For the first time in six months, Ethereum’s staking queue has overtaken its exit queue, signaling a significant shift in the state of the second-largest cryptocurrency by market capitalization. This development has captured the attention of investors and analysts, hinting at potential bullish momentum for Ether (ETH).
The Current State of Ethereum Staking
According to the Ethereum Validator Queue, the entry queue now holds approximately 745,619 Ether, with a wait time of nearly 13 days. Meanwhile, the exit line has dwindled to around 360,518 ETH, with an estimated wait of eight days. This flip, which took place on December 28, 2025, represents a critical demand shift in Ethereum’s staking ecosystem.
Notably, the last time such a flip occurred was in June, after which Ether’s price doubled. Abdul, the head of DeFi at layer 1 blockchain Monad, observed a similar pattern this time and speculated, “2026 going to be a movie,” suggesting significant developments could be underway for Ethereum.
Why Are Validators Entering the Network?
Ethereum’s Proof-of-Stake (PoS) framework requires validators to stake their holdings to help secure the network. A surge in staking could indicate rising confidence among investors and institutions in Ethereum’s long-term potential. Data reveals that 342,560 Ether, valued at around $1 billion, was staked in just two days by BitMine, a prominent digital asset treasury company. BitMine now holds an impressive 3.4% of Ethereum’s total supply.
Such institutional activity mirrors accumulation patterns seen with Bitcoin in the past. By absorbing unstaked ETH and committing it to long-term staking, companies like BitMine reduce the circulating supply, potentially driving up prices.
Market Implications for Ether
Unstaking events are often viewed as a precursor to sell-pressure because validators may free up ETH for sale. However, the reduction in the exit queue suggests this sell pressure could subside, removing a major supply factor that has troubled ETH markets since mid-2025.
The decrease in sell pressure is complemented by other bullish signs. Ethereum ETFs have shown sustained outflows throughout late December, indicating that investors are shifting toward directly staking ETH rather than trading ETF shares. For example, the second half of December 2025 saw an impressive $643.97 million stake inflow into Ethereum.

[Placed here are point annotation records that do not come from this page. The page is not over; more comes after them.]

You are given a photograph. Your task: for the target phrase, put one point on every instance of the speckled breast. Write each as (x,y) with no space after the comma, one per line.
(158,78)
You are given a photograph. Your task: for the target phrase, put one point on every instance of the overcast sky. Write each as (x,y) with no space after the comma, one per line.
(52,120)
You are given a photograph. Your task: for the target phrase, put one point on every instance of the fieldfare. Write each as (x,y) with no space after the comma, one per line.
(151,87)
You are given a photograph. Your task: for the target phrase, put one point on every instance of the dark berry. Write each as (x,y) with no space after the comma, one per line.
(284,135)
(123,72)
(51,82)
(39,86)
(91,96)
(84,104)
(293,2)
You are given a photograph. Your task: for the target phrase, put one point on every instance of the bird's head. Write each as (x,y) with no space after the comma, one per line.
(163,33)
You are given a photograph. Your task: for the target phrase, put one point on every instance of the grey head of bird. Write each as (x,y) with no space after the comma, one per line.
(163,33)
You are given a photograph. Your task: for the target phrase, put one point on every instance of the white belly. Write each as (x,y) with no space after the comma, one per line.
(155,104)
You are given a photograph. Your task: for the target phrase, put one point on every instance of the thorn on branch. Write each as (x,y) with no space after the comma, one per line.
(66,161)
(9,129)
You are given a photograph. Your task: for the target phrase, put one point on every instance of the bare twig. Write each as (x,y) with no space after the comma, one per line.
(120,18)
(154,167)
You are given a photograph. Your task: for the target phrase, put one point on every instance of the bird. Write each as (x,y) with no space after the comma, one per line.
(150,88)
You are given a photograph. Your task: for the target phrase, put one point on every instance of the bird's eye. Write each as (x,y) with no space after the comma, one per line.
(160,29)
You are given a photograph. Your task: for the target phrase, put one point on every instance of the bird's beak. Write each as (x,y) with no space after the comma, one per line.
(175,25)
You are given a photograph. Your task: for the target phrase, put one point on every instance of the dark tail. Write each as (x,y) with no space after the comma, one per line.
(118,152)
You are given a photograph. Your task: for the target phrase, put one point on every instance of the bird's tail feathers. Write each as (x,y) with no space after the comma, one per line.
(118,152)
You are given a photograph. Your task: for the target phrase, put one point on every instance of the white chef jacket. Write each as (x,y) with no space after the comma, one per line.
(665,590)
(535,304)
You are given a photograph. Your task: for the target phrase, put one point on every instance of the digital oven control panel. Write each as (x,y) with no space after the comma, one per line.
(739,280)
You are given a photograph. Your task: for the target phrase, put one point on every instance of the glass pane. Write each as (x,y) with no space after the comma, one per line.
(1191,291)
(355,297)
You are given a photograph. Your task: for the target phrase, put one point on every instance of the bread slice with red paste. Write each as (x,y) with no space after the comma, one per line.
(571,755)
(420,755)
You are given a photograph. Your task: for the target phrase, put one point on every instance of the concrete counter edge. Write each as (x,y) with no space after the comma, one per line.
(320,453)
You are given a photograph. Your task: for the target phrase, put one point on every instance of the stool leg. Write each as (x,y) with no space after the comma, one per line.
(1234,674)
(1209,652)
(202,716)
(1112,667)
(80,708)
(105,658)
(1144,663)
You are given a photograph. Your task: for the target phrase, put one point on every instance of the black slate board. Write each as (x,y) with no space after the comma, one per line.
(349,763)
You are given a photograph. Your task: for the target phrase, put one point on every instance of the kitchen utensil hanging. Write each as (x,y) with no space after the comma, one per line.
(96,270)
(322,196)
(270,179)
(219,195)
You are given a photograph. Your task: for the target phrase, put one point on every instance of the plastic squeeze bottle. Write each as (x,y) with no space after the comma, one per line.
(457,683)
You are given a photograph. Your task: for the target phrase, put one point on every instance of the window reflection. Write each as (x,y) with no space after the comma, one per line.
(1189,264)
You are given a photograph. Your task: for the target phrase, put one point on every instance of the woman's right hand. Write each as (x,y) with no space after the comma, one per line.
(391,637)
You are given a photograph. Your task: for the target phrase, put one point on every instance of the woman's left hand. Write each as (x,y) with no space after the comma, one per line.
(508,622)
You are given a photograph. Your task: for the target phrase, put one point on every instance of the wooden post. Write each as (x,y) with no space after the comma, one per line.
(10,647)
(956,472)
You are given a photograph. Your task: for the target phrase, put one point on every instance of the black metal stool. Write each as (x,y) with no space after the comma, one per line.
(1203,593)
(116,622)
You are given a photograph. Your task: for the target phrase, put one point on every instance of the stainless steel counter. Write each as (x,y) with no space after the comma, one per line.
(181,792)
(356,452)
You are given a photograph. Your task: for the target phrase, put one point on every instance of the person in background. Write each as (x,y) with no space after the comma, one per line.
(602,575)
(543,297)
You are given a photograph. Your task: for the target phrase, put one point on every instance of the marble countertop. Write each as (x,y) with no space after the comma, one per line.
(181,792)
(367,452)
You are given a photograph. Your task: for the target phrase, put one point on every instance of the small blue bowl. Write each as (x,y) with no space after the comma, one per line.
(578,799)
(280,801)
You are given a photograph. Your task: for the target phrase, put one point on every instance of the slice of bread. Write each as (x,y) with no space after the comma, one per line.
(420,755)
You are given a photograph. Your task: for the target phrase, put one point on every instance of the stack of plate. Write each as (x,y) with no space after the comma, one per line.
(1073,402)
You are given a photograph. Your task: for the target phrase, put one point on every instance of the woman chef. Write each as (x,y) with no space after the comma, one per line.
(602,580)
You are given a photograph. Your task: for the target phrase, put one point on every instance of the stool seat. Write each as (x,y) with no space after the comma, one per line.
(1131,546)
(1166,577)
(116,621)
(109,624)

What Investors Should Watch In 2026
Experts predict that as the exit queue trends toward zero in January 2026, reduced sell pressure could create favorable market conditions for Ethereum. Historical data also suggests that such shifts have previously coincided with Ether price surges. With major players like BitMine acquiring significant positions and staking assets for the long term, retail investors may find this a promising time to explore ETH investments.
If you’re considering entering the Ethereum market or staking your holdings, finding a trusted platform is essential. One reliable option is Kraken’s Ethereum Staking Services, ideal for beginners and experienced investors alike.
Key Takeaways
- The Ethereum staking queue has exceeded the exit queue for the first time in six months, signaling a growing demand for staking participation.
- Institutional entities like BitMine are accumulating significant amounts of Ether, reducing circulating supply and supporting bullish projections.
- Reduced sell pressure in early 2026 could create a favorable environment for Ethereum’s price growth.
With Ethereum surpassing past adoption and staking milestones, staying informed about these trends can help investors capitalize on opportunities in the evolving crypto market of 2026.